Q^{-1}\ A^T\ Q = \left(\begin{array}{cc} 1&1\\ 1&0\end{array}\right) x \left(\begin{array}{cc} 1&0\\ 1&2\end{array}\right) x \left(\begin{array}{cc} 0&1\\ 1&-1\end{array}\right)
=\left(\begin{array}{cc} 2&0\\ 0&1\end{array}\right)
which is B, as promised.
to repeat: after we diagonalize A, getting B, we still say that the transpose of B – which is B itself – is the matrix of the adjoint of A. the catch is that we have to be using a different basis, the reciprocal basis, for B^T.
it is so tempting to say the following, that i must:
the adjoint of B is B^T, but wrt a different basis.
there, i’ve said it. it’s terribly sloppy, sloppier than even i am comfortable being. the word adjoint should be reserved for an operator, as the word transpose is reserved for a matrix. but if we started with a matrix A, and we never really got our hands on the operator L, it can be awkward. say what works for you, but be ready to introduce the operator L as soon as you need the clarity.

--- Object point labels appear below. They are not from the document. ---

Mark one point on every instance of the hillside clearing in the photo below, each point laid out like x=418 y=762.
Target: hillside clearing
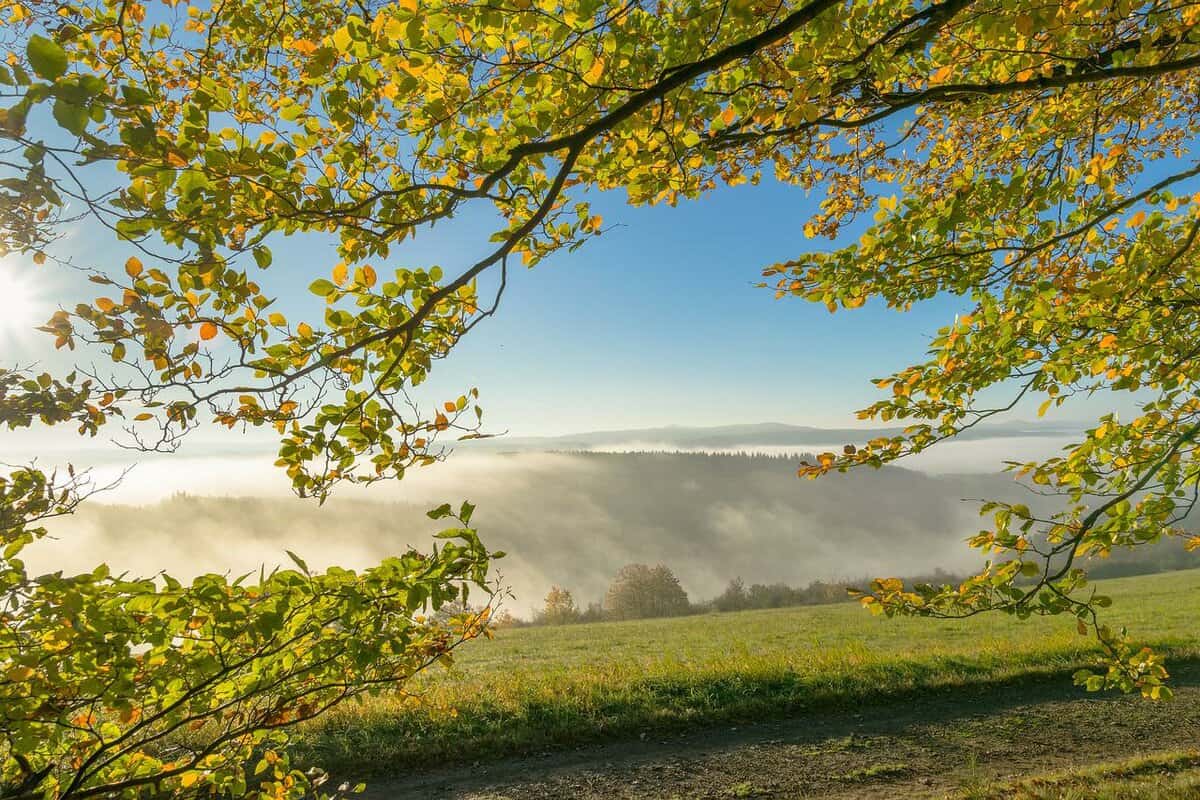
x=537 y=690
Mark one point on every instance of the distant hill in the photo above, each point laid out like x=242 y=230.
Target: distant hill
x=743 y=437
x=573 y=519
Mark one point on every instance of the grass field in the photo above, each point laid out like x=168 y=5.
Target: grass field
x=537 y=689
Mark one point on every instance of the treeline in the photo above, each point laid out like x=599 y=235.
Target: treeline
x=641 y=591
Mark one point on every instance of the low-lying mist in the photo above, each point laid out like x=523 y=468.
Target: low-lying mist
x=568 y=519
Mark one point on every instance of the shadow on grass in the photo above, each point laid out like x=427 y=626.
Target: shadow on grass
x=880 y=699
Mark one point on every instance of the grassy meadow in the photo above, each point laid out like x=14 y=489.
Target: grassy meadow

in our case, A and A^T represent L and its adjoint L* wrt the original basis; B and C^T represent L and L* wrt the new basis; and B represents L* wrt the reciprocal basis. in tabular form, what we have so far is:
picture-8.png
or, A and B represent L wrt the original and new bases; A^T, C^T and B represent L* wrt the original, new, and reciprocal bases.

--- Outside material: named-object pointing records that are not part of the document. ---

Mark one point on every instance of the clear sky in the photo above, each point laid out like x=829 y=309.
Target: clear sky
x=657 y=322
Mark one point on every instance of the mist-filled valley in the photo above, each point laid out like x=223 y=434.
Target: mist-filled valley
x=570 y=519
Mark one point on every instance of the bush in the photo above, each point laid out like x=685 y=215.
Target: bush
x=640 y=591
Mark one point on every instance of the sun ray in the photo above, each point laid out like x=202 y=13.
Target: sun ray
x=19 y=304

so what represents L wrt the reciprocal basis?
i hope you answered C, and not just because it wasn’t listed! with that hole filled, we have:
picture-10.png
to check on C, we transform A to the reciprocal basis by computing Q^{-1}\ A \ Q: we belive this is C.

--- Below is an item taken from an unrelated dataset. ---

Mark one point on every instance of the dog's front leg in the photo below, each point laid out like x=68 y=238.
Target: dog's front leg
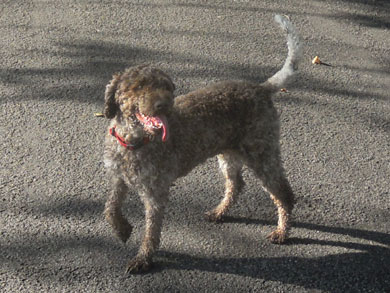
x=113 y=212
x=154 y=211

Q^{-1}\ A \ Q = \left(\begin{array}{cc} 1&1\\ 1&0\end{array}\right) x \left(\begin{array}{cc} 1&1\\ 0&2\end{array}\right)x \left(\begin{array}{cc} 0&1\\ 1&-1\end{array}\right)
=\left(\begin{array}{cc} 3&-2\\ 1&0\end{array}\right)
and that is, indeed, the transpose of C^T, which is C:
C = \left(\begin{array}{cc} 3&-2\\ 1&0\end{array}\right)
let me close by saying that if we start with a given matrix M, instead of a linear operator L, the presumption is that M is wrt an orthonormal basis. if that’s not true, someone should have said something.
we started with the matrix A; we never had any other definition of the linear operator it represents.
the pair of operators L and L* are represented by a pair of matrices M and M^T so long as that pair are wrt a basis and its reciprocal basis.
confusing? if a basis is not orthonormal, you’ve got to introduce the reciprocal basis because dot products using components are messed up; and you can always get the matrix of an adjoint L* by transposing the matrix of L, but it’s wrt the reciprocal basis.
if you think you’ve got it, then i have to ask you: what would have happened if we had started with a self-adjoint or normal matrix?